Travel whirlwind

The answers to yesterday’s pictures are: Budapest, Hungary; Venice, Florence,  Siena, and Rome, Italy; and the Baltic Coast of Germany. Now I’m going to spend days and days and thousands of words regaling you with our impressions of these adventures.

I’m still spinning from our mad dash tour of Italy, followed less than a week later by a Budapest foray.  Let’s start with Italy. We visited Rome, Siena, Florence, and Venice, dodging train strikes and skirting bad weather like luck professionals. This was a Type-A, obsessively planned vacation. On the train zipping away from Rome at 8 a.m. on a Friday, Aaron admitted that measured on an events-per-hour criterion, it was the best trip he had ever taken.

In Rome, I had booked us a cheap B&B which turned out to be a room in the flat of a darling old Italian man who spoke no English. We shared a bathroom with his other guests, where notably the toilet was in the shower. Our host gave us breakfast coupons for the café across the street where each morning we collected a chocolate croissant and a glass of blood orange juice. On our bedraggled return each night, the host would pop out of his living room to beam at us sympathetically and let loose a stream of bumpy, vowel-heavy syllables tantalizingly close to Spanish but incomprehensible to me. “Si, si!” we replied. And finally, “Buona sera!” Our Italian efforts met with great approval.

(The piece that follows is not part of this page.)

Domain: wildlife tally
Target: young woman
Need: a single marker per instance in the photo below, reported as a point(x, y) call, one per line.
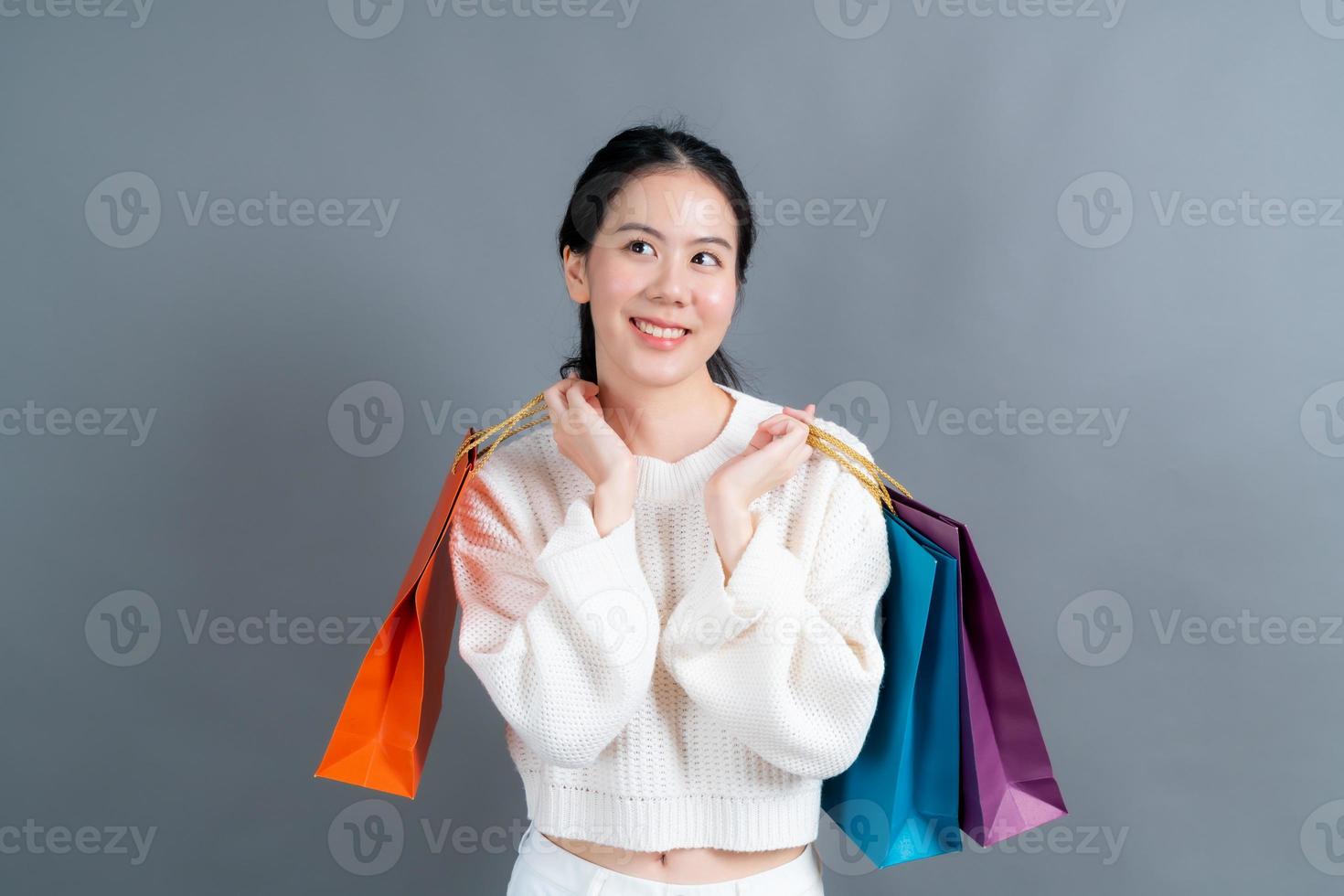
point(668, 595)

At the Vatican Museums, our first stop in Rome, we soaked in the Catholic Church’s incredible art collection, and sought out a few pieces in particular. This sculpture of Laocoon, a Roman copy of the Greek original, features in the philosophy of aesthetics that Aaron studies. You can be part of the debate too. The sculpture depicts the cruel death by snake of Laocoon and his two sons, a crucial episode in the Trojan War between the Greeks and the Trojans.

Laocoon’s bent arm, lost for centuries, turned up in a Rome antique shop in the 1900s.

The crafty Greeks stowed away in the hollow belly of a huge wooden horse which they presented to the Trojans as a peace offering. When the Trojans brought the horse inside their gates, the hidden Greeks popped out and won the war. Laocoon begged his countrymen not to admit the suspicious gift, arguing that it was a trap. But Athena (who used to be one of my favorite goddesses) wanted the Greeks to win, so she sent snakes to kill Laocoon and his sons. The Trojans fell for Athena’s trick and interpreted Laocoon’s demise as a sign that he was lying. Now, look carefully at Laocoon’s expression in this sculpture.

The face that launched a thousand essays

Aestheticians Lessing and Winckelmann agreed that Laoccon looks anguished but rational, not crazy and terrified. The question is: Why does the sculptor retain Laocoon’s dignity? Is it (a) because sculpture is meant to inspire noble simplicity in its viewers which utter panic and horror would preclude or (b) because sculpture should give viewers pleasure and a true depiction of this scene would just overwhelm us with pain and desolation? Perhaps Aaron should give up on this Mendelssohn dissertation project and start over with the Laocoon, necessitating a year of research in Rome.

Aaron’s face portrays the satisfaction of a philosopher interacting with concrete (or marble?) ideas.

While Aaron was communing with aestheticians of ages past, I moved on to the animal room.

They sculpted their camel! (not pictured are their sculpted house pets and crustaceans.)

After many more masterpieces, the Vatican Museum ends with the Sistine Chapel, the Pope’s own sanctuary and also the room where the cardinals sit around to decide on the next pope. The Sistine Chapel was jammed with tourists, all of us standing with our heads wrenched back, jaws agape, awestruck by Michelangelo’s ceiling. I thought I knew what the Sistine Chapel ceiling looked like. I just assumed I’d seen pictures of it in books. I had a very distinct impression of that ceiling. Until I saw it. Then I had to start over and devour every inch of it afresh. I don’t know where I got my preconception, but it was totally wrong. In conclusion, you should all go look at the Sistine Chapel because what if you are also imagining something totally different than what is there? You definitely want to see the real thing.

We spent ages staring at that ceiling and the altar mural of the Last Judgment painted by Michelangelo years later. Michelangelo hadn’t wanted to do these paintings. The Pope said, “Michelangelo, paint my ceiling.” And MA replied that he was not a painter but rather a sculptor, and the Pope said, “That was not a request.” So MA managed to come up with something. Standing in the Sistine Chapel, where neither photography nor talking are allowed, Aaron whispered to me something I have never heard him say about anything else in the world ever. “This is underrated.”